Experiments have been performed with both normal (healthy) subjects and schizophrenic patients to determine their level of pleasure in three different types of (non-sexual) touch-nourishments offered by nurses or inmates of the subjects from their cortical responses. The cortical response also shows the variation in blood concentration near the active regions for different types of touch nourishment. Later the degree of nourishment perceived is matched with the oral response of the subject to test the validity of the experimental results obtained from cortical responses.

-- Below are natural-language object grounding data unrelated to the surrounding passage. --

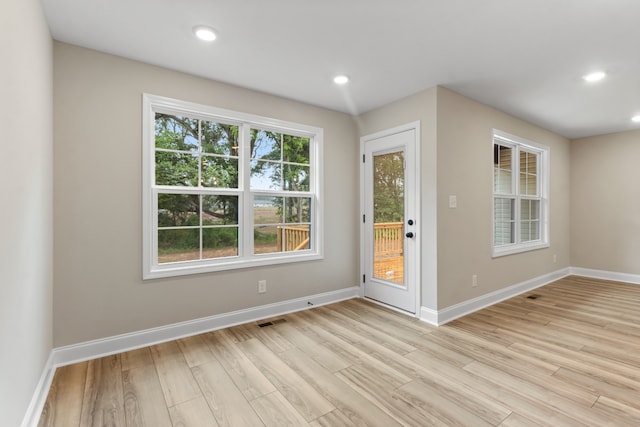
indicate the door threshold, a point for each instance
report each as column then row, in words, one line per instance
column 390, row 307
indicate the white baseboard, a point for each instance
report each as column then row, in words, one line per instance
column 606, row 275
column 117, row 344
column 32, row 417
column 440, row 317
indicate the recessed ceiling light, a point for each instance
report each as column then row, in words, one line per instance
column 341, row 80
column 204, row 33
column 595, row 76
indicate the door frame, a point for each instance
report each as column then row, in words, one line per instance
column 415, row 163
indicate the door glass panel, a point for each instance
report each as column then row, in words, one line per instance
column 388, row 212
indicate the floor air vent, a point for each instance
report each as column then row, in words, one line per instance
column 273, row 322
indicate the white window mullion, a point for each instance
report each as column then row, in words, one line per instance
column 245, row 238
column 515, row 164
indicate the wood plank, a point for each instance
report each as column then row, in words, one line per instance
column 64, row 402
column 332, row 419
column 570, row 357
column 178, row 384
column 139, row 358
column 144, row 402
column 276, row 411
column 293, row 387
column 103, row 400
column 192, row 413
column 228, row 405
column 244, row 374
column 359, row 410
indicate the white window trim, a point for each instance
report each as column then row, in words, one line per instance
column 151, row 269
column 544, row 173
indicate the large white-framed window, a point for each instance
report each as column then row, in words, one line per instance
column 520, row 194
column 224, row 189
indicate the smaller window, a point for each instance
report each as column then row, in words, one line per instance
column 520, row 194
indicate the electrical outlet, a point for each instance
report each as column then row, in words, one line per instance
column 262, row 286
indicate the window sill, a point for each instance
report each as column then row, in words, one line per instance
column 187, row 268
column 516, row 249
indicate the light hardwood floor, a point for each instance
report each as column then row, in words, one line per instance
column 570, row 357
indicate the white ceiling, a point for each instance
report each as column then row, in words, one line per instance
column 524, row 57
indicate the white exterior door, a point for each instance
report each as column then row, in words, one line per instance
column 390, row 228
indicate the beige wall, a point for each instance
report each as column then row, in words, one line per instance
column 605, row 203
column 458, row 132
column 99, row 291
column 465, row 169
column 26, row 190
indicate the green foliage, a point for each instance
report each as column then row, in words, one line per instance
column 388, row 187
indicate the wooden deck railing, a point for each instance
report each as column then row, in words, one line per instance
column 294, row 237
column 387, row 239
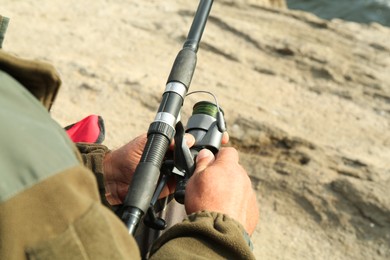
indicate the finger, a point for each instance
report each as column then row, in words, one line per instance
column 190, row 139
column 227, row 155
column 204, row 158
column 225, row 138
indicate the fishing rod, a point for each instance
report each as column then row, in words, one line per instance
column 144, row 188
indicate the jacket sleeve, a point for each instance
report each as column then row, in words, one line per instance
column 49, row 202
column 92, row 156
column 204, row 235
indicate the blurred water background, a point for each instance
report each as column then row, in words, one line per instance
column 361, row 11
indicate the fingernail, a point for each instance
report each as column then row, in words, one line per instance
column 204, row 153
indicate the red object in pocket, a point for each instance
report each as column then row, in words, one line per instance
column 88, row 130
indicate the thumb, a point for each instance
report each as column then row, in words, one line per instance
column 204, row 158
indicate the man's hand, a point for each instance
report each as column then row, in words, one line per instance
column 221, row 184
column 120, row 165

The fundamental contribution of the present work lies in developing a data-point as well as feature selection algorithm by determining skewness of a hyperplane-based neural network (NN) classifier to classify detected touch modality into levels of pleasure (unpleasant, acceptable and pleasant). Since, like any other patterns, an EEG signal too is described by its features, feature extraction and selection, therefore are considered as the important steps in touch perception. Here, authors select well-known EEG features such as time- (Hjorth parameters (Vourkas et al., 2000), Adaptive autoregressive parameters (Schlögl et al., 1997), frequency- (Power spectral density, or in short PSD (Stoica & Moses, 1997), and time-frequency (Discrete wavelet transform, or in short DWT (Panda et al., 2010). Approximate entropy (Srinivasan et al., 2007) domain to extract features from acquired EEG signal depending on the touch nourishments provided. It is important to mention here that classifying tactile information has always been a serious pattern classification problem, and sometimes, computationally complex feature generates a very high dimensional feature space which may contain both relevant and redundant features. The presence of redundant features adversely affects the performance of the classifier in terms of accuracy and time complexity. Feature selection hence aims at reducing the dimension of the feature set by retaining only the most relevant features and rejecting the rest.

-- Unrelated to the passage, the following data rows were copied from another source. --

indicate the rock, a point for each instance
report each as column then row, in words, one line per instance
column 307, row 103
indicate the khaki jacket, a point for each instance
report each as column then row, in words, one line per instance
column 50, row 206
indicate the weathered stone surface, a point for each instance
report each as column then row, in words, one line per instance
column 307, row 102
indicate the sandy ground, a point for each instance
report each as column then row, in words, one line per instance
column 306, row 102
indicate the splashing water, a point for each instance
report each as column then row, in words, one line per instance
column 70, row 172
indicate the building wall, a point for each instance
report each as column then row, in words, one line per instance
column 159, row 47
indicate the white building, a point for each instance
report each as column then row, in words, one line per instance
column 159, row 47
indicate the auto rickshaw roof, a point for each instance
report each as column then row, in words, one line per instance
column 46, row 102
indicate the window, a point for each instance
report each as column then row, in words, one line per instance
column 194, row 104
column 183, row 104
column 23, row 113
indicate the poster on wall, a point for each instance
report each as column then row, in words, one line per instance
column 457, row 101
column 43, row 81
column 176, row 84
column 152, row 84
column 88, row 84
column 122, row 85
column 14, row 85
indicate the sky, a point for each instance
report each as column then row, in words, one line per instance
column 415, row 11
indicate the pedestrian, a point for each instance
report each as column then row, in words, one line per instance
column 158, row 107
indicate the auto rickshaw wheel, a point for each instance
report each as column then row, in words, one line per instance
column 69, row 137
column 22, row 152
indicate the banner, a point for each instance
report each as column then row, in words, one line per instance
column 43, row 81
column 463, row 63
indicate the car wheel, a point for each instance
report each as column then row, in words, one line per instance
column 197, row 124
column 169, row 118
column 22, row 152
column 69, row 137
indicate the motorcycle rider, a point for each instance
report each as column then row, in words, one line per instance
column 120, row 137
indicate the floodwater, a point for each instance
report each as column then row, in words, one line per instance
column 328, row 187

Besides classifier, other important coverage of the chapter includes defining degree of pleasure perceived (DPP) (Saha et al., 2015) by a subject based on the EEG feature estimates, and comparing the measured DPP with subjective assignments by the patients. Moreover, DPP measure for pleasant touch, as perceived by the subjects, is used to select the best-performing and hence most appropriate nurse to serve the patient. Lastly, authors compare the classification accuracy of the proposed classifier with the listed classifiers after application of touch therapy and observe that the proposed classifier correctly classifies the touch as pleasant/acceptable/unpleasant.

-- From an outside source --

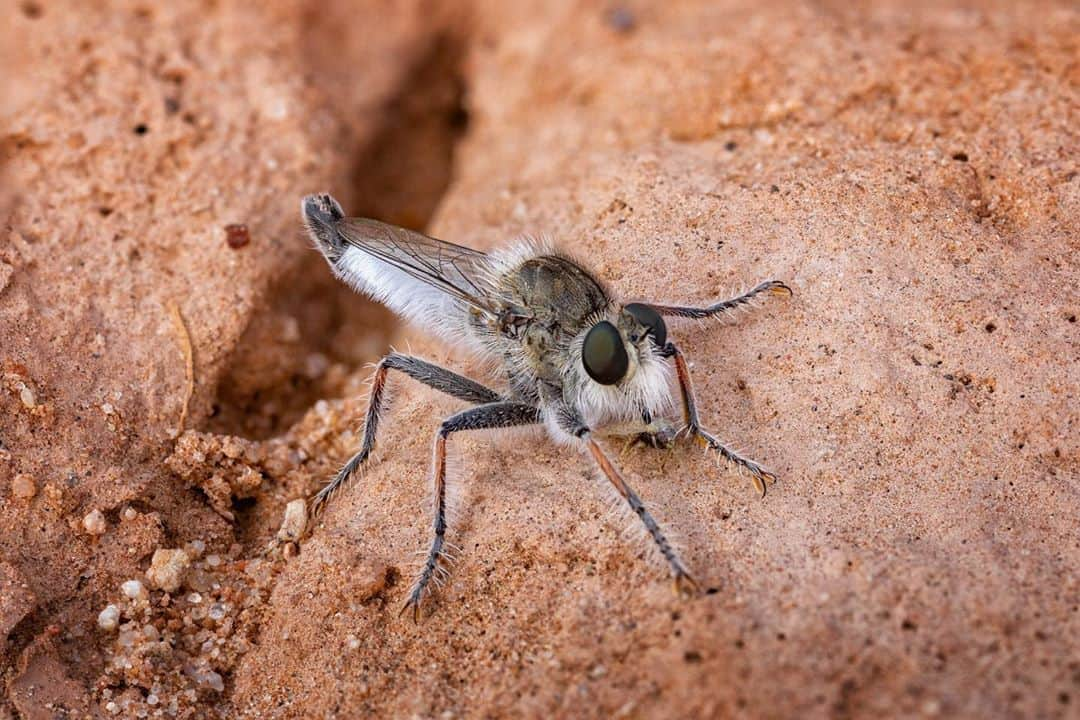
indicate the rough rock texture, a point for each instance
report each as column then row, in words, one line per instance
column 912, row 173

The rest of the chapter is organized as follows. In section 2, authors present preliminaries of certain standard techniques that are useful in understanding the rest of the chapter. Section 3 provides a literature survey of recent advancement in touch perception. In section 4, authors provide physiological interfaces required for touch classification. Section 5 offers techniques for feature extraction. In section 6, authors provide techniques for data-point selection, feature selection, and feature ranking. Section 7 presents a brief discussion about decoding of tactile perception. In section 8, authors propose the relationship between the degree of pleasure perceived and its ranking as pleasant/acceptable/unpleasant. Experimental results obtained are presented in section 9. Future research direction is provided in section 10 and conclusions are listed in section 11.